ASCII Diagram: Full Mesh

      [A] ---------- [B]
       | \        /   |
       |   \    /     |
       |     \/       |
       |     /\       |
       |   /    \     |
       | /        \   |
      [D] ---------- [C]
      (Everyone talks to Everyone)

4. Bus Topology (Legacy) 🚌

• Concept: All devices share a single communication line (Cable).
• Cloud Context: Not used in cloud networking.
• Drawback: If the main line breaks, the whole network goes down. High collision domain.

ASCII Diagram: Bus Topology

    Terminator                     Terminator
       |                               |
       +-------------------------------+  (Backbone)
         |        |        |        |
        [A]      [B]      [C]      [D]

5. Ring Topology (Legacy) 💍

• Concept: Each device connects to exactly two other devices, forming a circle. Data travels in one direction.
• Cloud Context: Not used virtually, though some fiber backbones (SONET) use rings for redundancy.
• Drawback: One broken node can break the loop (unless dual-ring).

ASCII Diagram: Ring Topology

           [A] -------- [B]
            |            |
            |   (Data)   |
            |     ->     |
            |            |
           [D] -------- [C]

6. N-Tier Architecture (3-Tier)

Not a topology of VNets, but a topology of Subnets inside a VNet.

1. Web Tier (Front-end): Publicly accessible.
2. Logic Tier (App): Processes data, no direct internet access.
3. Data Tier (DB): Holds data, locked down completely.

ASCII Diagram: 3-Tier

      (Internet)
          |
    [ Web Tier ]  <-- Public Subnet
          |
    [ App Tier ]  <-- Private Subnet (Business Logic)
          |
    [  DB Tier ]  <-- Private Subnet (Data)

💡 Hinglish Explanation (Head Office)

1. Hub and Spoke (Head Office vs Branches)

• Hub (Head Office): Saara management, security guard, aur main internet connection yahan hai.
• Spoke (Branch Offices): Har branch (HR, Sales) apna kaam karti hai.
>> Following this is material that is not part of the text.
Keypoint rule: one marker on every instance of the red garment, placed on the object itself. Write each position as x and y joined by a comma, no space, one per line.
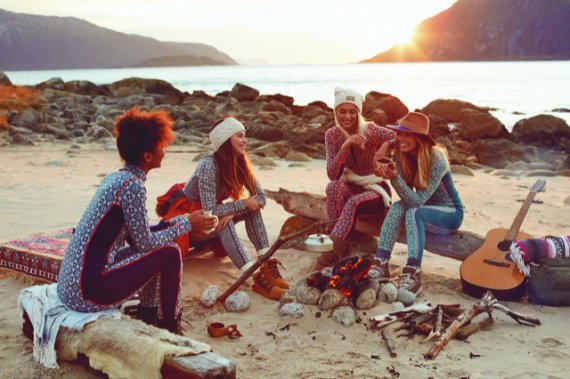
179,205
Agar unhe bahar (internet) jana hai ya ek dusre se baat karni hai, toh wo pehle Head Office se connect karte hain.
• Benefit: Har branch mein alag security guard rakhne ki zarurat nahi.

2. 3-Tier (Restaurant)

• Web Tier (Waiter): Customer se order leta hai (Public facing).
• App Tier (Kitchen): Order process karta hai/khana banata hai (Logic).
• DB Tier (Store Room): Raw material rakhta hai. Customer kabhi store room nahi jata, sirf waiter kitchen se mangwata hai.

⚡ Exam Tips for AZ-900

1. Hub-Spoke: If an exam question mentions "Centralized management of connectivity" or "Shared Firewall", the answer is Hub and Spoke.
2. Security: In 3-Tier, use NSGs to ensure the DB Tier accepts traffic only from the App Tier, not the Web Tier or Internet.
3. Peering: In a Hub-Spoke, Spoke A cannot talk to Spoke B unless you specifically enable it (via NVA/Firewall in Hub).